KIEV: La France "ne baisse pas les bras" dans son soutien économique à l'Ukraine en guerre, affirme à l'AFP le ministre français délégué au Commerce extérieur Nicolas Forissier, à l'issue d'une visite de deux jours à Kiev mardi et mercredi, et alors que la France assure en 2026 la présidence du G7.

Q: La France marque des points politiquement en Ukraine en restant un soutien fort du pays. Comment transforme-t-on ces points en gains économiques ?

R: En étant opiniâtres, en étant francs dans la négociation et la discussion. Il s'agit de mettre en place des partenariats gagnant-gagnant entre entreprises françaises et ukrainiennes. C'est l'esprit dans lequel il me semble que nous avons travaillé, l'esprit de cette visite à Kiev. On réussit parce qu'on a aussi de l'excellence, des savoir-faire, des entreprises qui sont dans tous les domaines. Et parfois, même souvent, et c'est le cas en Ukraine mais pas seulement, nos partenaires préfèrent travailler avec des entreprises françaises. Il y aura toujours une concurrence quel que soit le pays. Mais il y a une relation particulière qui existe aujourd'hui entre l'Ukraine et la France.

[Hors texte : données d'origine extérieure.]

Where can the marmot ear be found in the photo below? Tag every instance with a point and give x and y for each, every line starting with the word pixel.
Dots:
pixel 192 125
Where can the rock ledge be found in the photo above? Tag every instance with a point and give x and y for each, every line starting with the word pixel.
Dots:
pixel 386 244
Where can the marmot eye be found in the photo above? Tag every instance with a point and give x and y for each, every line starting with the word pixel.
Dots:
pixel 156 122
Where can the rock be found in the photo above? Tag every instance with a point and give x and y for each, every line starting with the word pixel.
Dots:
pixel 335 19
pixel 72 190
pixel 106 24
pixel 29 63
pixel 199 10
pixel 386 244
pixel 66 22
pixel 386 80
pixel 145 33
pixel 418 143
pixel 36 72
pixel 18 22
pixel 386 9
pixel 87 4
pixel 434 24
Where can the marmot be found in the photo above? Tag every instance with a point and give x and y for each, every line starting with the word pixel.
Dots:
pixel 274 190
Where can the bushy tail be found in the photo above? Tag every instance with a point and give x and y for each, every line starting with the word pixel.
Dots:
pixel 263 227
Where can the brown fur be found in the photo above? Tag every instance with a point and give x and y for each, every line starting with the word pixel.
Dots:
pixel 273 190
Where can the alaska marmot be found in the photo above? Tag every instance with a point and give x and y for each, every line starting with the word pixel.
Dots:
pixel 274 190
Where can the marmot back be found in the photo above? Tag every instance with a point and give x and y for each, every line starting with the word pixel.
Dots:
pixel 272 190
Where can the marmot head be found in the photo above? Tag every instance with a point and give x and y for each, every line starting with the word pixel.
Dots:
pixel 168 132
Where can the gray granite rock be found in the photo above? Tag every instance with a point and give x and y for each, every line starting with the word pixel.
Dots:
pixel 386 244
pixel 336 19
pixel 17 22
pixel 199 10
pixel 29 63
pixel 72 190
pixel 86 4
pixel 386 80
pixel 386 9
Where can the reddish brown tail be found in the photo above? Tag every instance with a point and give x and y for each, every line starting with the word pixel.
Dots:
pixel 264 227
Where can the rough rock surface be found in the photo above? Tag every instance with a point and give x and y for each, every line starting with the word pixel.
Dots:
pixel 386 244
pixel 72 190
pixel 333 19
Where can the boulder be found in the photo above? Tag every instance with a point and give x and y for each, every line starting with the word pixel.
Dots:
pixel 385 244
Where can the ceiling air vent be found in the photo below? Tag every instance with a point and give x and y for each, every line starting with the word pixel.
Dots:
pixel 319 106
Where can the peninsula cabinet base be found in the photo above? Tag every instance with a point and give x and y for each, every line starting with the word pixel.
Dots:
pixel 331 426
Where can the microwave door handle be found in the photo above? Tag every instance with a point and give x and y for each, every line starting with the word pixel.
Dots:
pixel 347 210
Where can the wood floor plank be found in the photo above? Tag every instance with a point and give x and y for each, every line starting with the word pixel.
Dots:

Q: Quelle impression vous a laissée la population ukrainienne lors de cette visite de deux jours ?

R: J'ai été très ému par la visite de Boutcha (ville où des massacres de civils ont eu lieu par l'armée russe en mars 2022, NDLR). Aussi par la remise des générateurs électriques donnés par la France à l'Ukraine. Je pense que c'était le sentiment de tous ceux qui ont participé à cette mission: c'est quand nos amis sont dans la difficulté qu'on doit être avec eux.

Q: L'Ukraine traverse un hiver froid et la communauté internationale s'intéresse moins au sort du pays. Comment attirer l'attention ?

R: D'abord, ce n'est pas le cas de la France, nous sommes vraiment présents et nous le démontrons. Dans le cadre du G7 énergie on va le montrer aussi, on va encore une fois pousser beaucoup pour apporter des solutions. Je suis venu pour inciter nos entreprises à être conquérantes, présentes, à ne pas avoir peur parce qu'il y a une situation compliquée. C'est maintenant qu'il faut être présents. C'est le message du ministre du Commerce extérieur mais aussi du gouvernement français tout entier. Cela va de pair avec la solidarité qu'on a exprimée aux Ukrainiens pendant tout ce voyage: on ne baisse pas les bras.